Are you like me, that you get irate about Big Pharma making money hand over fist and charging ridiculous amounts for drugs? Well, I still feel like Big Pharma makes too much money, but I’m starting to get why they charge so much. At the World Parkinson’s Congress I attended in October, Dr. Fabrizio Stocchi (Director of a PD research center in Rome) said the average drug development program took 15 years and cost $1.2 billion.
Yikes! How can drug development take this long and cost so much?! This blogpost will cover challenges with animal testing that add expense and time and impair meaningful test results; another post will cover challenges with human testing.
On animal testing, first, put aside any PETA squeamishness about chimps being inflicted with Parkinson’s. It’s just not ethical to try out new drugs on humans first. Also, basic research questions often can only be answered by an autopsy of the brain.
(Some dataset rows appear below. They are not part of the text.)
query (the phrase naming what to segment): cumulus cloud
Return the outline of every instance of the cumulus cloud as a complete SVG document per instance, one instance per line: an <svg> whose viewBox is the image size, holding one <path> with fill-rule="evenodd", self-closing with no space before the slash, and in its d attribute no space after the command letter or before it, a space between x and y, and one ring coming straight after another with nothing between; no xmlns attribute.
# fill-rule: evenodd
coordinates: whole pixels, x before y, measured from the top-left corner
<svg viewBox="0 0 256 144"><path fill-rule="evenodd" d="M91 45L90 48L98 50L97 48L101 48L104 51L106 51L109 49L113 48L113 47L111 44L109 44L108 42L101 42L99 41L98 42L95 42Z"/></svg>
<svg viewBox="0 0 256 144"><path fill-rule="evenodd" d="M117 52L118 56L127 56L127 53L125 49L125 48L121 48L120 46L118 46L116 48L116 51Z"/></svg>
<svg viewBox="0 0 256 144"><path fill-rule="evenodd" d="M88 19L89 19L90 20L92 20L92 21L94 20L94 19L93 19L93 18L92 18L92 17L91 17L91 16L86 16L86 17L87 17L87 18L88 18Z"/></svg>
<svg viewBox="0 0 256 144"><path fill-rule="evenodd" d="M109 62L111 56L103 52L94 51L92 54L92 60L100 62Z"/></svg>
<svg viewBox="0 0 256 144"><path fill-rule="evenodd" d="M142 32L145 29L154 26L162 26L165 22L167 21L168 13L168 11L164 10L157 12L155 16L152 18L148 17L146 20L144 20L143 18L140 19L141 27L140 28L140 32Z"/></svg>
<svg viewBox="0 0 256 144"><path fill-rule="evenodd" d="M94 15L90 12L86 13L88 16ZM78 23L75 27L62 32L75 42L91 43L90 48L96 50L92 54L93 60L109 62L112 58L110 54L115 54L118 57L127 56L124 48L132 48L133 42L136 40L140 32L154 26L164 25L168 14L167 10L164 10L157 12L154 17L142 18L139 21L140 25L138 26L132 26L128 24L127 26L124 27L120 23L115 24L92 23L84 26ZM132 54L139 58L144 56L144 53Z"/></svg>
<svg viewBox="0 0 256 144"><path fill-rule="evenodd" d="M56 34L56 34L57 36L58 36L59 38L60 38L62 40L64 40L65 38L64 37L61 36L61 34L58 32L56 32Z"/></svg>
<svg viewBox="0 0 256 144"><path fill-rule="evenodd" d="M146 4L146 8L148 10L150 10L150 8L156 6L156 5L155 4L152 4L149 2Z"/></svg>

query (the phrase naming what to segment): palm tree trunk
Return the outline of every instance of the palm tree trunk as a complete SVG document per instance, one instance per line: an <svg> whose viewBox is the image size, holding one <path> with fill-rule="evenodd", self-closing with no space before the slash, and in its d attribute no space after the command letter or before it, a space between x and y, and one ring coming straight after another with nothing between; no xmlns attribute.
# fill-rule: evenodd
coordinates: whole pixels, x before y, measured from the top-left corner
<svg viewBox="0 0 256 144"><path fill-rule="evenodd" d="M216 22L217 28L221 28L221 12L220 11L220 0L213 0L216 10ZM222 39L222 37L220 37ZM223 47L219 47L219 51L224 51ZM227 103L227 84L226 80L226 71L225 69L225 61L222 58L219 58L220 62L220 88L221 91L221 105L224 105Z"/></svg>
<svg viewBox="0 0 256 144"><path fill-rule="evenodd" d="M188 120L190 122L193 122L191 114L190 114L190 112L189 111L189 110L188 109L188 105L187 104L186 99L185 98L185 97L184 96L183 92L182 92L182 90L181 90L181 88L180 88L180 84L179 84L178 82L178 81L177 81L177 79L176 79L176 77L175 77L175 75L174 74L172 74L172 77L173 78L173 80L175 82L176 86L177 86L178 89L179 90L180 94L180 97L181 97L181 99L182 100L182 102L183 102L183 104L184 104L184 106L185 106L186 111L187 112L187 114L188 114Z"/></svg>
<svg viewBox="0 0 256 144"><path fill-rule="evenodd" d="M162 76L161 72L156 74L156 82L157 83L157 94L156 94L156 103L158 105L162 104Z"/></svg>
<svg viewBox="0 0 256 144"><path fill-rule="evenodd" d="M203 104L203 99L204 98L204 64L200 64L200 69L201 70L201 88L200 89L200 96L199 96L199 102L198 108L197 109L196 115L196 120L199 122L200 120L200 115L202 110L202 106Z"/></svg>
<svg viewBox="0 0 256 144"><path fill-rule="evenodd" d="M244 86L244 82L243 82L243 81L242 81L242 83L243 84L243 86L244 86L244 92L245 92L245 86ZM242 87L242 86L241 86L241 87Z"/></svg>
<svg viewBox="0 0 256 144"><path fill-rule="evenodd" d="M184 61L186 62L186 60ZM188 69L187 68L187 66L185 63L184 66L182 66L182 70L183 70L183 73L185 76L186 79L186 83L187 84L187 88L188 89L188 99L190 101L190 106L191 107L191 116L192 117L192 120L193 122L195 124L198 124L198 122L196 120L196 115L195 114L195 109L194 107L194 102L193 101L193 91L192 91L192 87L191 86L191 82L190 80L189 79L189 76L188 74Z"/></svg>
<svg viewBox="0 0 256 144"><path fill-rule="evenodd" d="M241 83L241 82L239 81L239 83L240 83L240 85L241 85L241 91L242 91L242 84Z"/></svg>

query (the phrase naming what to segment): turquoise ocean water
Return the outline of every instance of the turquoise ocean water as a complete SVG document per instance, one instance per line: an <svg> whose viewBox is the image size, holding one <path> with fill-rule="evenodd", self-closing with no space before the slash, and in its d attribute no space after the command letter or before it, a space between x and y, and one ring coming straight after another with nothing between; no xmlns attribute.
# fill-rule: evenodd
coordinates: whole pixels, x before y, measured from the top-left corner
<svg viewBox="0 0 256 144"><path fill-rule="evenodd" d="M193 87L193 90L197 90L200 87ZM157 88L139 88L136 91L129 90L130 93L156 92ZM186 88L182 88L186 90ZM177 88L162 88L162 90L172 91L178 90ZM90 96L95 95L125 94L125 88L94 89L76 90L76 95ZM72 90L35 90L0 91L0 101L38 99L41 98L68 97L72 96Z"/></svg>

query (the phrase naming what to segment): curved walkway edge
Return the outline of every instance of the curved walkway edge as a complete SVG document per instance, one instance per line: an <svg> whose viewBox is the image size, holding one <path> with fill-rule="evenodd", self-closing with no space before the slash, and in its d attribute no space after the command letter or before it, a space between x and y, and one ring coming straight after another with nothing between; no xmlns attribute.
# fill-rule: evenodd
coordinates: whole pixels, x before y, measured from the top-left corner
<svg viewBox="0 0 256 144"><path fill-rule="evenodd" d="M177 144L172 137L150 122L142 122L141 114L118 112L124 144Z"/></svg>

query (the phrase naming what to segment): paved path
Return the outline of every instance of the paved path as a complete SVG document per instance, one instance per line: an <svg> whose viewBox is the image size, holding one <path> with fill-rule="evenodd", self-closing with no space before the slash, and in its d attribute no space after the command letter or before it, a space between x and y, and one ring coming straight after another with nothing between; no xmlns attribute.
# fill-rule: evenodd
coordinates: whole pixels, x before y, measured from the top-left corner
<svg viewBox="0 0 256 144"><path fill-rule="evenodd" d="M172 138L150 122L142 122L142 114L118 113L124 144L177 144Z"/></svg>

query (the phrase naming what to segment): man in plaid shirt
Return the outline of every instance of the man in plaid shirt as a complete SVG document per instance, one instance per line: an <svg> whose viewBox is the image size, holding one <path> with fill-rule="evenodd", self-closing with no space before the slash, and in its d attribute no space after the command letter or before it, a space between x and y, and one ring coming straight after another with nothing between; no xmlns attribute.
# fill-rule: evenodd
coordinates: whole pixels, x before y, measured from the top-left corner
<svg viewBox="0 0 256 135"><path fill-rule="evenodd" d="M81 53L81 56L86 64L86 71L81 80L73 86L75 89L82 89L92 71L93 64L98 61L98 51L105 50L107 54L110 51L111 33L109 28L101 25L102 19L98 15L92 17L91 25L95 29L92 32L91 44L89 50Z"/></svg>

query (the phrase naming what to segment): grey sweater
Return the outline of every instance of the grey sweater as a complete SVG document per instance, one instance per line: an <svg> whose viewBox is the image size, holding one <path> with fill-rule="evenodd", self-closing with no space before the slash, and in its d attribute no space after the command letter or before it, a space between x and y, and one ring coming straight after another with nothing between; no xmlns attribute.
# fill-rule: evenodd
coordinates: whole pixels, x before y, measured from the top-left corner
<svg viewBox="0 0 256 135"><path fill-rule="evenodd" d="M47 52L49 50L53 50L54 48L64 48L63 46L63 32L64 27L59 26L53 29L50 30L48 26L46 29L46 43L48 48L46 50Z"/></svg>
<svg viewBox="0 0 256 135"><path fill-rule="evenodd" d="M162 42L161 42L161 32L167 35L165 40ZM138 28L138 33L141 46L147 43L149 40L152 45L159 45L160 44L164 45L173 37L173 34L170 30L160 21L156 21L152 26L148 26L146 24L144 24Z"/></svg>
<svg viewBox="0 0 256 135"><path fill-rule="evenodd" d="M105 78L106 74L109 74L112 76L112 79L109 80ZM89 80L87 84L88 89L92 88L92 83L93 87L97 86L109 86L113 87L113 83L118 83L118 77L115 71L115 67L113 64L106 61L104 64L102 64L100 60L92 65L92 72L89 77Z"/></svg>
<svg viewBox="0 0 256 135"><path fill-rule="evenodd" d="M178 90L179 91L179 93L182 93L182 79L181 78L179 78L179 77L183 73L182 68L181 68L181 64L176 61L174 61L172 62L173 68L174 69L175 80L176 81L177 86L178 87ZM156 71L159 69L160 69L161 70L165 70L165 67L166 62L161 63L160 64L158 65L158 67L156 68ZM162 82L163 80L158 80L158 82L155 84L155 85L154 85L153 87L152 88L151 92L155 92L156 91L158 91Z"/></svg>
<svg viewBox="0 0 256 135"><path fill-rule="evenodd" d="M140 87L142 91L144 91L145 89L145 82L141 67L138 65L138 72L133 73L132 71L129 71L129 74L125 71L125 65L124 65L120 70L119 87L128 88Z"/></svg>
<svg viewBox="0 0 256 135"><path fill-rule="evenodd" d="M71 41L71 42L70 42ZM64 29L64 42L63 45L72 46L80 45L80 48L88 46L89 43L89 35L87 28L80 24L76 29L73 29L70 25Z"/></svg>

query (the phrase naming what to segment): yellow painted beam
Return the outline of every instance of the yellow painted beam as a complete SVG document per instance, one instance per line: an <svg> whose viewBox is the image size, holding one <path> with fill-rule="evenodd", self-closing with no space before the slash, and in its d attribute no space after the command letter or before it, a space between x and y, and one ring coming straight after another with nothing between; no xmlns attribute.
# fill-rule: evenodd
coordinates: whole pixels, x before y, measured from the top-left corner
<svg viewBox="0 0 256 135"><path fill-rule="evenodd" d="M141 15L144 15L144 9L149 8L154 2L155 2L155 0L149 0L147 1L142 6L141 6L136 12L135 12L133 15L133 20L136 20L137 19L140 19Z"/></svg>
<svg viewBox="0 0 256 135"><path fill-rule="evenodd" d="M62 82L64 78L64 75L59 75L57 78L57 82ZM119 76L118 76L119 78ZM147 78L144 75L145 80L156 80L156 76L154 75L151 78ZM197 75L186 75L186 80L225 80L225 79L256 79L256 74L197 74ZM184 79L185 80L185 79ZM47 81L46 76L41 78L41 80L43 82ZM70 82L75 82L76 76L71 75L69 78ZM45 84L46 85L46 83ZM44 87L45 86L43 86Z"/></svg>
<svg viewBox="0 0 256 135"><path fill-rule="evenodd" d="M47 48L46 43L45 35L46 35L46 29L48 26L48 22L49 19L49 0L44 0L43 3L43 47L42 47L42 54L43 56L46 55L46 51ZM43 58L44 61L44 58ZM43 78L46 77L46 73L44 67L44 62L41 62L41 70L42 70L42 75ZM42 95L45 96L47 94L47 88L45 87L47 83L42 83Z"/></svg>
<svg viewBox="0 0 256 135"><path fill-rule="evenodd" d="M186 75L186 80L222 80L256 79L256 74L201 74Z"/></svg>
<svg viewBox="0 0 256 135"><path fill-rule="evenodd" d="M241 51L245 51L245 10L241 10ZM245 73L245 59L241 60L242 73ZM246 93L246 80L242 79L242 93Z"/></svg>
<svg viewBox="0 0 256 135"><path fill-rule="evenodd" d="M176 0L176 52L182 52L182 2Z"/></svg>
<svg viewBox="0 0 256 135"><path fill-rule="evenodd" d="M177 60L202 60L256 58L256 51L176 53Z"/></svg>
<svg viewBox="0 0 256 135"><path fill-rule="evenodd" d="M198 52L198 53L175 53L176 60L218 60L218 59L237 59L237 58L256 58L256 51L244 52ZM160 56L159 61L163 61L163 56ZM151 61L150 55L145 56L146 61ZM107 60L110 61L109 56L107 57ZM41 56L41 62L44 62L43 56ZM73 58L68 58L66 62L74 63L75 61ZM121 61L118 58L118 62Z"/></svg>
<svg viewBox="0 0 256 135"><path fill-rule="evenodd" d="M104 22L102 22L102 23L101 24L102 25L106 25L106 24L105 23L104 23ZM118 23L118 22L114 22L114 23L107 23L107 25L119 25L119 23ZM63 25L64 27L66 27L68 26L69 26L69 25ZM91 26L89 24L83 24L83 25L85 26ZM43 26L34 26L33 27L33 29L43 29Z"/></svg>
OK, if we have to do animal testing, what are the challenges?
—Animals don’t get Parkinson’s. No one really knows why PD is not observed in animals, although one theory is that PD is a type of accelerated aging, and most animals don’t live that long.
–So how do animals “get” Parkinson’s for the purpose of testing? There are (presently) two ways, both of which distort test results for humans:
–One approach is that animals (mice or primates are the usual subjects) are injected with MPTP. This is a toxin which creates Parkinsonian like symptoms. This way of emulating PD in animals was stumbled upon in the 1980s when heroin addicts showed up at hospitals literally frozen because they had injected heroin contaminated with this compound.
–Animals have a “catastrophic attack” of Parkinson’s; it’s not slow and subtle as it actually progresses in humans.
–Non-motor symptoms of PD are difficult to observe (how do you tell if a mouse is depressed or seeing hallucinations?) so it’s hard to assess the impact of a new drug on these symptoms.
— The MPTP approach shows inconsistent results compared to humans. One of the few things you can say about PD that’s always true is that you will always find Lewy bodies (knots of tangled proteins) in the brain after autopsy…. except …..animals are inconsistent: they can have dopamine neuron deaths without Lewy bodies or lots of Lewy bodies but no dopamine death.
— With the advances in genetic research, a second approach has more recently been developed: Animals are genetically modified, using a known mutant gene that has been associated with PD. The distortion here is that this genetic model only covers about 10% of the Parkinson’s population
–It is expensive and time-consuming to get animals set up with Parkinson’s, especially if part of the research is measuring the “before” condition of the animals (say, their time to run a maze).
–And of course, with any animal testing, there is the challenge that animals can’t talk. Mr. Test Mouse can’t report that the drug is helping his tremors but he is seeing blue space aliens. Researchers have to come up with non-verbal ways to measure, say, cognitive skills or dementia.
So, what are some remedies to mitigate limitations of animal models?
—Worms. That’s right, worms. John Sulston at the MRC Laboratory of Molecular Biology in Cambridge, England, thought a worm model for Parkinson’s would be cheaper, easier and faster. (Think about how fast worms reproduce!) So he set out to breed a worm with Parkinson’s. Sulston and his colleagues found these mutant C. elegans worms (Caenorhabditis elegans if you’re feeling exceptionally geeky) that couldn’t make dopamine. (Yes, incredibly, despite the biological distance from homo sapiens, these invertebrates use dopamine.) Although Sulston went on to be awarded a Nobel Prize for his work on C. elegans, the bad news was the worms didn’t seem to exhibit Parkinson’s symptoms (although it’s difficult to observe hand tremors in a worm!)
Illustrating the global teamwork necessary to move PD research forward, another scientist, Jon Pierce-Shimomura, assistant professor of neurobiology at University of Texas, found that yes, these worms did exhibit Parkinsonian symptoms. The worms had to be viewed under the right circumstances and with the right equipment. Having worms available as a Parkinsonian animal model means researchers can test a thousand drug compounds at the same time, not just a couple dozen, the practical limit with mice today. And they can have new groups of animals ready much quicker for the next round of testing.
—Humans. I have noticed as I read about different PD projects, that researchers are trying to think out of the box and skip the animal stage altogether. For instance, most research to find a biomarker for PD by its nature has to focus on humans. Follow the link to an example of using human skin tissue as a potential PD indicator.
However, it’s hard to design an ethical drug trial that skips the animal stage. And once you do get to the human stage of testing, it has its own distorted results. See a future blog post for challenges with human testing.